Gewinner auf Sandalen

Ulrich Kirstein mit der Presseschau
Ulrich Kirstein / Bild: BBAG/Killius
Der Juli verabschiedete sich mit einem neuen Allzeithoch im Dax, im August ging es dann erst einmal bergab, bis weit unter die 16.000er Marke. Wechselhaft ist offensichtlich nicht nur das Wetter, wechselhaft ist auch die Stimmung der Anleger. „Dax nach Rekordjagd schwächer“ meldet die Börsen-Zeitung. Einige Unternehmen enttäuschten mit ihren Zahlen und dann kam noch das Downgrading der USA durch die Rating-Agentur Fitch obendrauf.
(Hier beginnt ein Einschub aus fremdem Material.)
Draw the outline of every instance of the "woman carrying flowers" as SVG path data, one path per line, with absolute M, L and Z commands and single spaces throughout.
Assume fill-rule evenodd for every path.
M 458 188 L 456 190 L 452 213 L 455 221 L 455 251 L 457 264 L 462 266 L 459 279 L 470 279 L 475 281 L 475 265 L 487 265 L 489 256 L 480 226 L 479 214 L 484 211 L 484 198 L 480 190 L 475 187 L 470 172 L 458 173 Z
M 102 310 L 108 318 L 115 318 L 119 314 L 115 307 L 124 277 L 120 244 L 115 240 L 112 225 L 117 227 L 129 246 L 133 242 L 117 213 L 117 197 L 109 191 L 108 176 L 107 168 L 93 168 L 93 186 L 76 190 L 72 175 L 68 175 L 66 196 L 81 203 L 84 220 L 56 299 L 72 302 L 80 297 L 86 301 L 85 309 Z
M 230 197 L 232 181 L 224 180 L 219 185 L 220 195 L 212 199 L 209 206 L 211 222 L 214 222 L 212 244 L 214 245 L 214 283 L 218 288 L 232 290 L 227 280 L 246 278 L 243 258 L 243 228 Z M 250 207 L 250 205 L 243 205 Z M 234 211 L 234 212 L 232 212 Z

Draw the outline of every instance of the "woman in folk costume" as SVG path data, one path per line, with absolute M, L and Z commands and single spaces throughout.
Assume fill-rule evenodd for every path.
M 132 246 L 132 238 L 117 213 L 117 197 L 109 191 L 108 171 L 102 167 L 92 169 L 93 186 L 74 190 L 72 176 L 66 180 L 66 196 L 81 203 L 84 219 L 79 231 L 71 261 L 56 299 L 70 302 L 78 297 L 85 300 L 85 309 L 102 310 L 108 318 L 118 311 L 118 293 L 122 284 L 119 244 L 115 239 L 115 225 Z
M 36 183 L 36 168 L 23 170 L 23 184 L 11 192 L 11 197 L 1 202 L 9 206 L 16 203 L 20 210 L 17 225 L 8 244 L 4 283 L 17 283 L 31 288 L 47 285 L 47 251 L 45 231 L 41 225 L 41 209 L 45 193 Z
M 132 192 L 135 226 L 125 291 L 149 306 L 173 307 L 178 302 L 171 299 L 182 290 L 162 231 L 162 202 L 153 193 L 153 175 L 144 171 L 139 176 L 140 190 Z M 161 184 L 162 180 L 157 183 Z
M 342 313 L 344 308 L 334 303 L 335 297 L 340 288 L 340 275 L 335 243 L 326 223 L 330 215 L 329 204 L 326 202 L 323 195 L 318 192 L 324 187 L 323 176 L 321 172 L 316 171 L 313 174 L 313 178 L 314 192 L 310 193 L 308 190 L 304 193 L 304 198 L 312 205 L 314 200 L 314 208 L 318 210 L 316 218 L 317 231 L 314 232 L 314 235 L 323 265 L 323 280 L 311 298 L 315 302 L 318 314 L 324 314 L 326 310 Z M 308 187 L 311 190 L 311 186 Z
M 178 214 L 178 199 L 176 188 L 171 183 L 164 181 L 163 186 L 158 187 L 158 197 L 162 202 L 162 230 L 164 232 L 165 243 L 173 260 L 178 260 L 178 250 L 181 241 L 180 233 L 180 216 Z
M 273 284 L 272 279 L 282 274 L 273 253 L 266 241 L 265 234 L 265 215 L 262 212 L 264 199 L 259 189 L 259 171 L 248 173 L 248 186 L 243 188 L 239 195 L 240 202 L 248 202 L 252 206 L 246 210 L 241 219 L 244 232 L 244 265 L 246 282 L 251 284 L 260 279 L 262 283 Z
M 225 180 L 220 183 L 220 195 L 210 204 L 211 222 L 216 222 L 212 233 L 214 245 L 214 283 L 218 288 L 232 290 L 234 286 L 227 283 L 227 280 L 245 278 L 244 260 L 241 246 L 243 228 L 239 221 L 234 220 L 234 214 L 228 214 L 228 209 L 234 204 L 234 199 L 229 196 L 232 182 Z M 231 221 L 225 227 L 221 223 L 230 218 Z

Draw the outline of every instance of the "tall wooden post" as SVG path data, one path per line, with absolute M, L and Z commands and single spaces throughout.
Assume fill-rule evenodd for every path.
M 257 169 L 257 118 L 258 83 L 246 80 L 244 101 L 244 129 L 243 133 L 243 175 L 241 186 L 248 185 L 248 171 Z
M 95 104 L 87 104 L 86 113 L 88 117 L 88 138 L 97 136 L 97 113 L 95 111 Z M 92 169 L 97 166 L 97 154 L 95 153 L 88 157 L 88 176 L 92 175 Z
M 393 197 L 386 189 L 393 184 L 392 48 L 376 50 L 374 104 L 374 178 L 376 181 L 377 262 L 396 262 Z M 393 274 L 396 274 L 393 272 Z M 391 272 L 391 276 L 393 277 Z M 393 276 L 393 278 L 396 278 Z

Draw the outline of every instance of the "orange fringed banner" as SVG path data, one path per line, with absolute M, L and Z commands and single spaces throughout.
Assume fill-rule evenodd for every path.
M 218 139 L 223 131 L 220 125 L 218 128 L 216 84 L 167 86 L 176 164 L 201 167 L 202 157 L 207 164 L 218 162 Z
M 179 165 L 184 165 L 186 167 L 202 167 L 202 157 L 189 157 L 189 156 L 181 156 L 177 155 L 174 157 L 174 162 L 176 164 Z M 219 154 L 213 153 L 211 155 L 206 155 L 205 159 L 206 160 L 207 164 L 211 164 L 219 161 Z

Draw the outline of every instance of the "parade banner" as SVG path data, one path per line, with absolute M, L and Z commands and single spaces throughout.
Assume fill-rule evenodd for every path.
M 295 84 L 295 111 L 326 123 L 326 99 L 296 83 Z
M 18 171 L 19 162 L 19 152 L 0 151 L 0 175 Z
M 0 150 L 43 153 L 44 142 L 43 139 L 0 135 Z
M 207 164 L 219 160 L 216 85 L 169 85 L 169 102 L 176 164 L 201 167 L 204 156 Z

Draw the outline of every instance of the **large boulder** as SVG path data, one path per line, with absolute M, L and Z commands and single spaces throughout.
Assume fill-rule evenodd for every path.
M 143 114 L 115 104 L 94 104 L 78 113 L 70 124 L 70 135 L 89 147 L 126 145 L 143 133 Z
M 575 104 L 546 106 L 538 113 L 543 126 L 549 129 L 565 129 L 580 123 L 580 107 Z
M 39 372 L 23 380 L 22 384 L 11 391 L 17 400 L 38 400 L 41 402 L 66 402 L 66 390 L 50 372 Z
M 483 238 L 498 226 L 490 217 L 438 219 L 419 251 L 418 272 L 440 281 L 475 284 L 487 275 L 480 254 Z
Überhaupt die negativen Schlagzeilen, wir greifen einmal die Seite „Konjunktur und Politik“ der Börsen-Zeitung heraus: „Schwache Konjunktur bremst Jobmarkt“ (Deutschland), „Auftragsschwäche lastet weiter auf US-Industrie“, „Euro-Industrie rutscht weiter ab“, „Gedrückte Stimmung in Chinas Industrie“ – hätte man nicht ein Land mit einer positiven Meldung finden können? Da freuten wir uns dann über eine sehr positive Schlagzeile einige Seiten weiter: „BMW legt einen Schnaps drauf“. Enzian oder Kirsch wäre da die Frage oder doch eher Grappa oder Gin? Apropos schlechte Nachrichten, vor allem die gestiegene Arbeitslosigkeit machte zumindest Schlagzeilen: „Das Ende des Jobwunders“ (Handelsblatt) oder „Arbeitsmarkt weniger krisenfest als gedacht“ (Die Welt). Als könnte es nicht schlimmer kommen, folgte das Aus bei der Frauenfußball-WM in der Vorrunde. Zum Spiel der deutschen Nationalmannschaft hieß es in der Süddeutschen Zeitung: „Hektisch, ideenlos und unkoordiniert“! Wenn das doch nur auf den deutschen Fußball zuträfe…Wir garnieren einmal mehr unseren Text mit Songtiteln, dieses Mal von Taylor Swift. Wer wissen will, warum, muss bis zum Ende lesen, hier passt nicht nur für die Fußballdamen: „Begin again“!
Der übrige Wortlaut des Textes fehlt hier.